The program I found is called Web-Harvest and calls itself an "Open Source Web Data Extraction tool". It allows to control the behavior of the crawler using XML scripts and Java expressions (it uses BeanShell internally), and to extract values (for example to follow links) within a page with XPath, XSLT, Regular Expressions, XQuery or even Java code. So I started setting up a script, and here is what came out:

Instructions

What you need to download Google Groups forum messages:

  1. Download, install and run Web-Harvest (it requires Java).

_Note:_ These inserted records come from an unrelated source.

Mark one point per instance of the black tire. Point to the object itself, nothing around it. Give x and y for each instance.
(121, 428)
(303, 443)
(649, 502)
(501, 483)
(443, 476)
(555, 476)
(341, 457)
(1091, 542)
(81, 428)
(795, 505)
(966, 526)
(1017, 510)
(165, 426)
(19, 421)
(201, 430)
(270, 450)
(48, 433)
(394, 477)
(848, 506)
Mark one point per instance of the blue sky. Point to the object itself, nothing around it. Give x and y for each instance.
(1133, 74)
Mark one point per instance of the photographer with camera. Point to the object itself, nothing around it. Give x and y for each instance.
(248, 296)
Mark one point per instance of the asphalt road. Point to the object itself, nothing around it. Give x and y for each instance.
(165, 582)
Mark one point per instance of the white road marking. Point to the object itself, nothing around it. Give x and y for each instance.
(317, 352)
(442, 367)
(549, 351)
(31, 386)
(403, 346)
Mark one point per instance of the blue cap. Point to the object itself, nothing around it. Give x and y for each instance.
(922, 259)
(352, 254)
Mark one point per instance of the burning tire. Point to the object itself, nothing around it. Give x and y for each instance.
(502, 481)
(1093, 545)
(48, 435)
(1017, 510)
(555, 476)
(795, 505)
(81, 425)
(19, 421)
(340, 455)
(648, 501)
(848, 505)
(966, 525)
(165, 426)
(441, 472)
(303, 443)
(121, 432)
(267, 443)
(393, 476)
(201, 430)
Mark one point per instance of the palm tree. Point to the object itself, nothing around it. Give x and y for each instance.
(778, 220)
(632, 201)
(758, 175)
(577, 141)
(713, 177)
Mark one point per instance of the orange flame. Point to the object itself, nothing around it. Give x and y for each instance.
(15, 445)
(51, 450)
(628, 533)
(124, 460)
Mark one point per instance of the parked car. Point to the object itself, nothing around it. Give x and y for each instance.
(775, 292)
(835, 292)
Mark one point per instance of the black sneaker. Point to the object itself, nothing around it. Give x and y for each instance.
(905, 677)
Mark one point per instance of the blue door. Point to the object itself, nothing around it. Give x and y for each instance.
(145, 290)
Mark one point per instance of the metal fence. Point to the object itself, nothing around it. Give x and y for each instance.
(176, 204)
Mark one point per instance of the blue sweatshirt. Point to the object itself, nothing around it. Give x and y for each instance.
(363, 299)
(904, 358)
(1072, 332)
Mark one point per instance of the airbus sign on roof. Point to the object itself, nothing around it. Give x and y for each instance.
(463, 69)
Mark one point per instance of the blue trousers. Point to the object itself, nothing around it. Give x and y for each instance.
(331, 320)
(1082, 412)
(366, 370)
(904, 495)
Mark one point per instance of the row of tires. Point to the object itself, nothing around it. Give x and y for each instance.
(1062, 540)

On most platform you should be able to start it by double-clicking on the .jar file.
  2. Copy & paste the following script into the editor (UPDATE: The script is also available at http://pastebin.com/Xe6f4s9s):
    1. <!–
    2.     A Web-Harvest script that crawls through the pages of a Google Group forum
    3.     and saves the messages as an mbox file.
    4.    
    5.     By: Nils Kaiser (blog.nils-kaiser.de)

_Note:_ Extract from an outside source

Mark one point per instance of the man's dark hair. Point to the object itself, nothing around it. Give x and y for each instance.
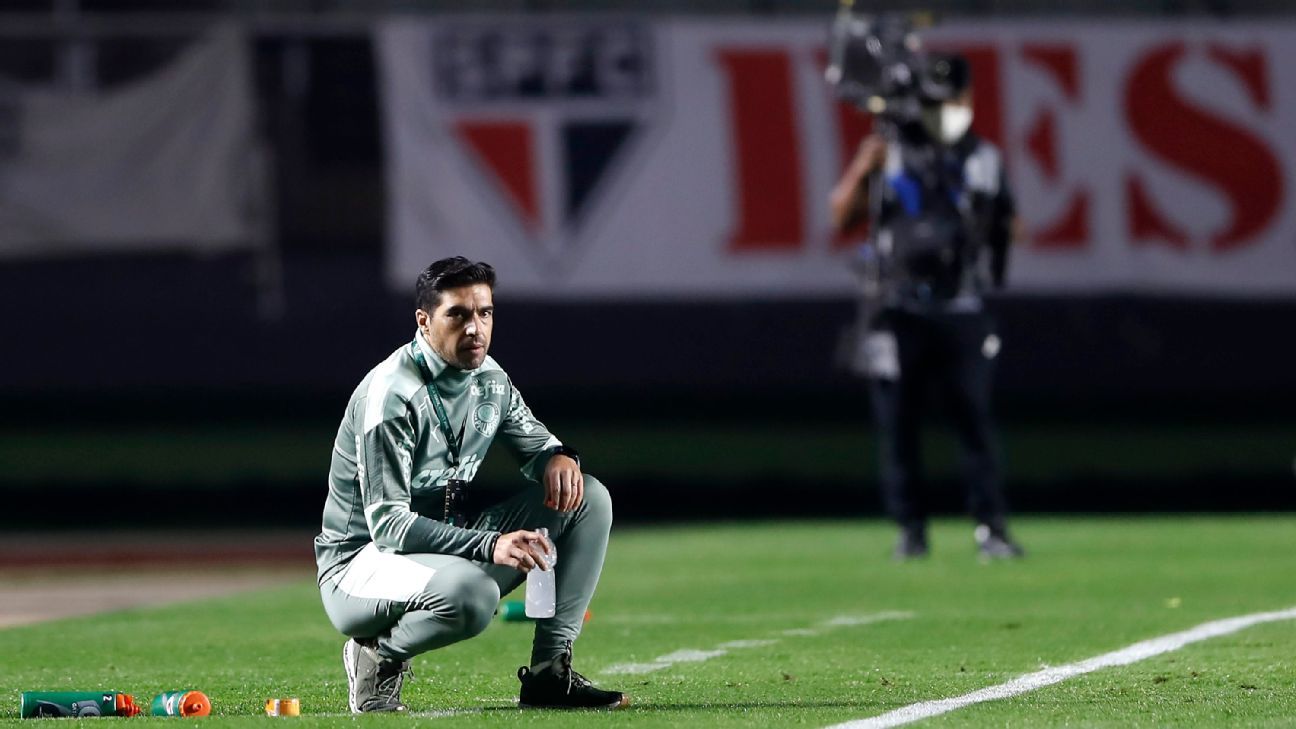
(450, 273)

    6.     This work is licensed under the Creative Commons Attribution 3.0 Unported License.
    7.     To view a copy of this license, visit http://creativecommons.org/licenses/by/3.0/legalcode
    8.     Please mention my name and blog address as above if you reuse or distribute this work.
    9.    
    10.  THIS SOFTWARE IS PROVIDED BY THE COPYRIGHT HOLDERS AND CONTRIBUTORS "AS IS"
    11.  AND ANY EXPRESS OR IMPLIED WARRANTIES, INCLUDING, BUT NOT LIMITED TO, THE
    12.  IMPLIED WARRANTIES OF MERCHANTABILITY AND FITNESS FOR A PARTICULAR PURPOSE
    13.  ARE DISCLAIMED. IN NO EVENT SHALL THE COPYRIGHT OWNER OR CONTRIBUTORS BE
    14.  LIABLE FOR ANY DIRECT, INDIRECT, INCIDENTAL, SPECIAL, EXEMPLARY, OR
    15.  CONSEQUENTIAL DAMAGES (INCLUDING, BUT NOT LIMITED TO, PROCUREMENT OF
    16.  SUBSTITUTE GOODS OR SERVICES; LOSS OF USE, DATA, OR PROFITS; OR BUSINESS
    17.  INTERRUPTION) HOWEVER CAUSED AND ON ANY THEORY OF LIABILITY, WHETHER IN
    18.  CONTRACT, STRICT LIABILITY, OR TORT (INCLUDING NEGLIGENCE OR OTHERWISE)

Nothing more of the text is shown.